— Вон он, я его вижу! — Диана отстранилась от Генри, прервав поцелуй, который, казалось, продолжался вечность, перетекая из часа в час с короткими перерывами на разговор или еду, и указала на вершину холма, где Генри разглядел выступающие углы белых стен виллы. Город остался внизу, протянувшись до моря. Там же осталась площадь, где они утром ели круассаны и пили кофе с молоком среди курящих сигары апатичных джентльменов. Далеко внизу простирались трущобы и узкие улочки старого города.
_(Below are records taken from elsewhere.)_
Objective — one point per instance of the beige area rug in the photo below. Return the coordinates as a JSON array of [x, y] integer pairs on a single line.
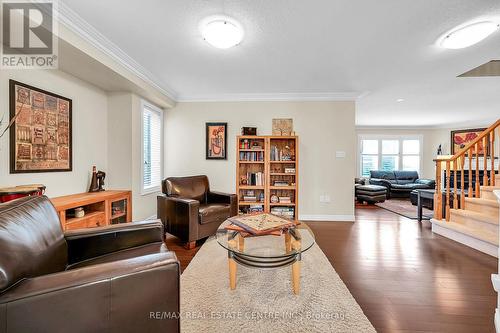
[[263, 300]]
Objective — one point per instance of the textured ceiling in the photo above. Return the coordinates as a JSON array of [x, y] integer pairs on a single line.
[[384, 50]]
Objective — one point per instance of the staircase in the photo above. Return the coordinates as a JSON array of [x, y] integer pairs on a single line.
[[476, 222]]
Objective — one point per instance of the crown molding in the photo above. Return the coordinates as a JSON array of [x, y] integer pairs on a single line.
[[278, 97], [75, 23]]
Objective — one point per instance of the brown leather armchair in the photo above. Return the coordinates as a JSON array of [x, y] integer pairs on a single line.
[[190, 211], [119, 278]]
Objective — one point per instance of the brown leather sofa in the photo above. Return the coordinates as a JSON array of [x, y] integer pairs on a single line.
[[119, 278], [190, 211]]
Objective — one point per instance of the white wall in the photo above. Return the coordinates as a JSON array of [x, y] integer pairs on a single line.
[[89, 130], [322, 127]]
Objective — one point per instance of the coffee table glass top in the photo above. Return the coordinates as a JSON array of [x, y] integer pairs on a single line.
[[267, 246]]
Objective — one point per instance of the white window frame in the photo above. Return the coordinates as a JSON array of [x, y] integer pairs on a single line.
[[400, 138], [155, 189]]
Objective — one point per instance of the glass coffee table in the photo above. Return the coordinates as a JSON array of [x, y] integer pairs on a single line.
[[268, 251]]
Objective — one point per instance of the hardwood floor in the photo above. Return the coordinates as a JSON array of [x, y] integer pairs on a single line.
[[405, 278]]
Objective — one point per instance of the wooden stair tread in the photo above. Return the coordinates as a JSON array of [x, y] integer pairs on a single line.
[[486, 218], [481, 234], [482, 201], [490, 188]]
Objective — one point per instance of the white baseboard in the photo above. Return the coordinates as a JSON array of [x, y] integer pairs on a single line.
[[475, 243], [332, 218]]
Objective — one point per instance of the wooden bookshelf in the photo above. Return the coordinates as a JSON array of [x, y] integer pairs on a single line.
[[268, 155]]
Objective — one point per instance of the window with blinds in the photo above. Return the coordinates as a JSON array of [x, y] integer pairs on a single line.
[[152, 121], [389, 153]]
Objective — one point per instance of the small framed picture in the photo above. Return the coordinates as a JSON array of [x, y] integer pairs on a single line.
[[216, 141]]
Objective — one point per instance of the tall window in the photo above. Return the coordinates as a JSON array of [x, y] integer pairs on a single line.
[[389, 153], [152, 164]]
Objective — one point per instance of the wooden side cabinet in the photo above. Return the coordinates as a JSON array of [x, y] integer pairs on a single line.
[[100, 208]]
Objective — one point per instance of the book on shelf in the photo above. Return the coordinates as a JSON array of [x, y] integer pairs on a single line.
[[250, 144], [256, 209], [285, 200], [280, 155], [251, 156], [255, 179]]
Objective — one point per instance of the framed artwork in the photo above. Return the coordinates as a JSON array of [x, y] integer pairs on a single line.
[[283, 127], [216, 143], [41, 132], [460, 138]]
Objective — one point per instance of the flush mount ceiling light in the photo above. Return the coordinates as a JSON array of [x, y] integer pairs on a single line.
[[468, 35], [221, 31]]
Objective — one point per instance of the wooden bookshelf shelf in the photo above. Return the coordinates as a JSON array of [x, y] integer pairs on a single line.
[[249, 203], [89, 216], [268, 171], [115, 216], [252, 150], [250, 187], [282, 187], [97, 206]]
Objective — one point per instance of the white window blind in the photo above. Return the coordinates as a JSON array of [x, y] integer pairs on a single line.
[[152, 120], [389, 153]]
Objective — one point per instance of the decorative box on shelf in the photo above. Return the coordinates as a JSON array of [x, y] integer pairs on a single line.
[[99, 209]]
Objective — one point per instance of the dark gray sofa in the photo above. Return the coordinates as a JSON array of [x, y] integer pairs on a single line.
[[399, 184]]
Генри один раз оглянулся, мельком подумав об обязательствах, ожидающих его там, а затем поспешил догнать Диану, устремившуюся к дому.
Несколько широких шагов, и они поднялись на вершину холма. Дорога резко ухнула вниз, а затем снова пошла в гору, устремляясь к вилле — когда-то белому одноэтажному зданию, окруженному внушительной террасой.
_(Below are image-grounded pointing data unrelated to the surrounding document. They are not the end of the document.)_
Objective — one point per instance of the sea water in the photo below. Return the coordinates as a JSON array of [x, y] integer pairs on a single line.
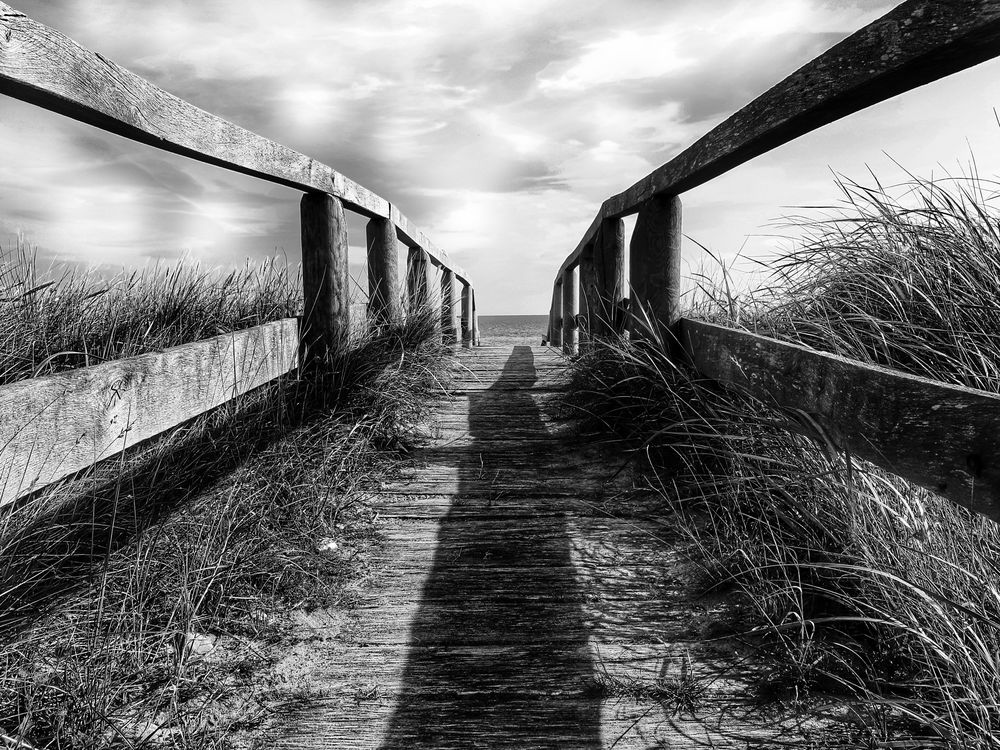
[[512, 329]]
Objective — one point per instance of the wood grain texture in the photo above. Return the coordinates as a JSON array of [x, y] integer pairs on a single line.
[[494, 613], [555, 316], [586, 280], [918, 42], [411, 236], [54, 426], [606, 284], [941, 437], [655, 264], [325, 277], [569, 333], [385, 299], [44, 67], [450, 307], [468, 325]]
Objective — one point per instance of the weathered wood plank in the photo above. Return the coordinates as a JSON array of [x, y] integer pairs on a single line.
[[655, 265], [412, 237], [41, 66], [325, 278], [918, 42], [54, 426], [942, 437], [915, 43], [569, 298], [450, 307], [385, 300]]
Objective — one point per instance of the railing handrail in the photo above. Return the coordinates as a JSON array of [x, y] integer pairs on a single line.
[[44, 67], [881, 415], [916, 43], [52, 427]]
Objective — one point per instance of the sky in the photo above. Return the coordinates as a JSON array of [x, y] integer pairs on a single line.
[[498, 128]]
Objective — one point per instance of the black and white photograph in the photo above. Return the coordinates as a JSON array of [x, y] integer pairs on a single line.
[[538, 375]]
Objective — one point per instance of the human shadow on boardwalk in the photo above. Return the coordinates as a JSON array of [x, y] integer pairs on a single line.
[[498, 651]]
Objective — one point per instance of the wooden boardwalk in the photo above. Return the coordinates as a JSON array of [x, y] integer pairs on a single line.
[[518, 599]]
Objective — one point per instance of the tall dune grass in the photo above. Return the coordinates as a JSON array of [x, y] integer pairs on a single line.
[[55, 321], [144, 603], [868, 594]]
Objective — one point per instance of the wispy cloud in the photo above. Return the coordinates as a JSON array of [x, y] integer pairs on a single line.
[[498, 128]]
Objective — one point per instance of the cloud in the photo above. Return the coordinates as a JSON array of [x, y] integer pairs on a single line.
[[497, 128]]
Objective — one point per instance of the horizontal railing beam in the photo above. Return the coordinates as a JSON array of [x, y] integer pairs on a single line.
[[54, 426], [942, 437], [44, 67], [918, 42]]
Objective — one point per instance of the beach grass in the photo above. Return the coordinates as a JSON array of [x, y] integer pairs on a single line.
[[873, 602], [143, 604]]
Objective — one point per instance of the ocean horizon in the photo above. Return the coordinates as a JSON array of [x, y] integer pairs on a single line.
[[513, 329]]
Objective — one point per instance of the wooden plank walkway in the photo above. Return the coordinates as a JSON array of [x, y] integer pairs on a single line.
[[518, 599]]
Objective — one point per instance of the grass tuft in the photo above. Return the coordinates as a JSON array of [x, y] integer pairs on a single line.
[[863, 590], [145, 603]]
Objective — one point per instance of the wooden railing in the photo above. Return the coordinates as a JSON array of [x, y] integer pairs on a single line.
[[942, 437], [52, 427]]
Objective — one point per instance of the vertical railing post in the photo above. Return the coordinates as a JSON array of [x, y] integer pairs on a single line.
[[423, 291], [416, 280], [655, 268], [384, 299], [608, 287], [569, 312], [588, 296], [449, 307], [555, 316], [327, 317], [467, 331]]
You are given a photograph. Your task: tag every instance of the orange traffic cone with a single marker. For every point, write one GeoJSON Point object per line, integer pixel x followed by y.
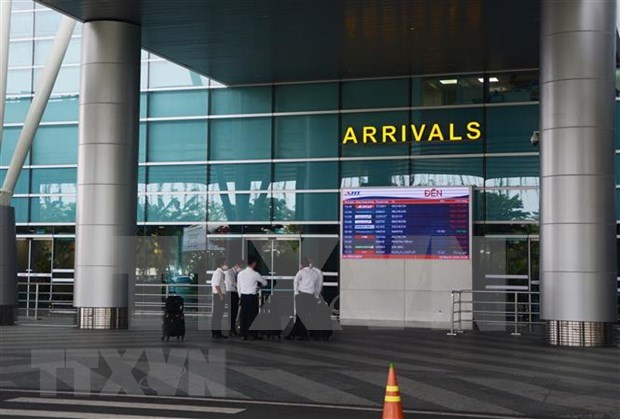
{"type": "Point", "coordinates": [392, 407]}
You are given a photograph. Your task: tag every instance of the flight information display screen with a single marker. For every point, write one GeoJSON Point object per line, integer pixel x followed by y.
{"type": "Point", "coordinates": [406, 223]}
Пришедшее в упадок строение окружали пальмы, тропинки, соединявшие пристройки, заросли сорняками, а в густой листве порхали крохотные лазоревые птички.
Генри последовал за Дианой по газону и поднялся по лестнице, когда-то ведущей в господский дом. Они остановились перед впечатляющей деревянной дверью, резной и обветшалой, но запертой на огромный амбарный замок.
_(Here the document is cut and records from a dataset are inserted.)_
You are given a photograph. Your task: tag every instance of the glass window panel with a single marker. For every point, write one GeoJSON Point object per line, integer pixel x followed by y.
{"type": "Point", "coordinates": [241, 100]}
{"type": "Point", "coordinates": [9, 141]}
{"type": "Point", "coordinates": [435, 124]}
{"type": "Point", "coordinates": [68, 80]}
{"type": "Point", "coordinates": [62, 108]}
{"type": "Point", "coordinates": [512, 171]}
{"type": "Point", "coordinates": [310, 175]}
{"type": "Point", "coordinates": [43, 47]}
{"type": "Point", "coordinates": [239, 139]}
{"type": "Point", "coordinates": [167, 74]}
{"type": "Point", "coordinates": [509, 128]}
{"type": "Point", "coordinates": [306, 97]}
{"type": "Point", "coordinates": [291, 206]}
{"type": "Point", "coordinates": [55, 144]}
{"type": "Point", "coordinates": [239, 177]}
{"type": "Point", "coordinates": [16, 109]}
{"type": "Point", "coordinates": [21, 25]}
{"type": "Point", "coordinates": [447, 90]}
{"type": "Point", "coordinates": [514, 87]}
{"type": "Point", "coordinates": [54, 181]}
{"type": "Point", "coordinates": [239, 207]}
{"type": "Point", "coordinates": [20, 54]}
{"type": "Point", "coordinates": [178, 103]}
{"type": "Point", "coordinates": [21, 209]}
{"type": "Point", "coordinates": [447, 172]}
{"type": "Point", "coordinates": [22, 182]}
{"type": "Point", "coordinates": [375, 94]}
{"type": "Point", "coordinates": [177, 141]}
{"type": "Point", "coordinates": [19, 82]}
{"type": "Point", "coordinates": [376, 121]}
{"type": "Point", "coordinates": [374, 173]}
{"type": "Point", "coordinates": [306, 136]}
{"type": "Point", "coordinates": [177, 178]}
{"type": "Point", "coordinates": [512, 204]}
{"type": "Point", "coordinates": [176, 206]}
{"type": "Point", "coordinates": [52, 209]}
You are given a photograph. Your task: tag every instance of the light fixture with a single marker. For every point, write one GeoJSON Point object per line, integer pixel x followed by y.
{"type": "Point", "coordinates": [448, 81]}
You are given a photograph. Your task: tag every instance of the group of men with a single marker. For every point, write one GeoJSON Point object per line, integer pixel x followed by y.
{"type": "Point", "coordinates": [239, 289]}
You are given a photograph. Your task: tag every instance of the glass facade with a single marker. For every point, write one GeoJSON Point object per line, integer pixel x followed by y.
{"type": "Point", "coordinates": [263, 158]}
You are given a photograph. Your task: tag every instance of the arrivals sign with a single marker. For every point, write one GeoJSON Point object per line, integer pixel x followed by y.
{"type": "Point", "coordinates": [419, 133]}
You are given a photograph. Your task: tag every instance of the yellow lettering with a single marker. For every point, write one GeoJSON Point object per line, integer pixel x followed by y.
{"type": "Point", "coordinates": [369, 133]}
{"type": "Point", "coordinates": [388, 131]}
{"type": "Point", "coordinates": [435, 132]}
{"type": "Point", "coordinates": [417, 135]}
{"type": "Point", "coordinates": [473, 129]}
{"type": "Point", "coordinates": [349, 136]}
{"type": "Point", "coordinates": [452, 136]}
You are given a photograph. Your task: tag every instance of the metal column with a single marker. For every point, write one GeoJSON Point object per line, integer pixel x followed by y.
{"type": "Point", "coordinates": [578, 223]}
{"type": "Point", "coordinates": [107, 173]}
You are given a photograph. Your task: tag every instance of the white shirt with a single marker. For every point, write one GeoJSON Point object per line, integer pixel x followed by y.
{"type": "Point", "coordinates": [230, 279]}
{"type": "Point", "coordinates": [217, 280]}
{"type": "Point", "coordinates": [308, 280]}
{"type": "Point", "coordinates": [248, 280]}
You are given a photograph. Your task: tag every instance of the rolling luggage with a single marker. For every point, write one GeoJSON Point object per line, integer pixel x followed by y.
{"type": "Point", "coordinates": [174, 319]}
— Закрыто, — нахмурилась Диана, положив пальчики на дверную ручку, словно в подтверждение своих слов.
— Возможно, получится разбить окно, — предложил Генри, указывая на стеклянные створки, расположенные по обеим сторонам главного входа.
— Нет! Нет-нет. — Глаза Дианы округлились. Она взяла Генри за руку и повела по террасе с крышей, когда-то украшенной геометрически правильным сине-белым орнаментом и выложенной черепицей. — Нельзя ничего трогать, — мило увещевала она. — Я слышала от многих посетителей заведения сеньоры Конрад, что все в доме осталось точно таким же, как и в последний день присутствия поэта. Все книги на своих местах, и, должно быть, за домом присматривает бог, потому что сюда не удалось пробраться ни одному вору. Говорят, — она понизила голос до шёпота и изогнула шею так, что Генри увидел знакомое заговорщическое выражение на её личике, — что здесь он написал свои лучше стихи, а после отъезда перестал творить.
Они огибали дом, заглядывая в окна, чтобы увидеть старые кожаные кресла и бесформенные полки, уставленные книгами. С неба струился предзакатный персиковый свет, озаряя угнетающий серый кабинет и подсвечивая старые канделябры, картины и маски, развешанные по стенам дома, в котором когда-то обитал поэт. Дом представлял собой руины существования, разительно отличавшегося от их собственного, и они ходили вокруг него словно по безмолвным залам музея. Диана погрузилась в магию этого места, а Генри — в магию Дианы, наблюдая за тем, как на её лице отражается увлеченность. Диана оглянулась на него и распахнула глаза, словно собираясь сказать: «Веришь ли ты, что мы очутились в подобном месте?».
Возможно, именно потому, что Диана слишком увлеклась, воображая, как давным-давно вечерами здесь читали стихи, а Генри заворожило её невольно очаровательное выражение лица в тени пальм, ни один из них не заметил, как стало прохладнее, а в воздухе запахло приближающейся грозой. Всё ещё держась за руки, они уже почти полностью обошли дом, перемещаясь от одного окна к другому, когда на террасу начали падать крупные капли размером с виноградину.
— О! — изумленно воскликнула Диана, торопливо посмотрев наверх. Затем они оба пустились бежать по опоясывающей дом террасе к лестнице. Но их инстинктивное желание убежать от дождя, как Генри быстро понял, было глупостью. Когда они достигли поля, дождь полил нескончаемым потоком. Рубашка Генри промокла бы насквозь, если бы они не нырнули под сень садовой беседки, по счастью, с широким металлическим навесом.
Генри попытался открыть дверь, но та была заперта изнутри. К тому времени с лица Дианы сошли испуг и удивление, и теперь она радостно следила, как с неба льется вода, ручейками убегающая к подножию холма.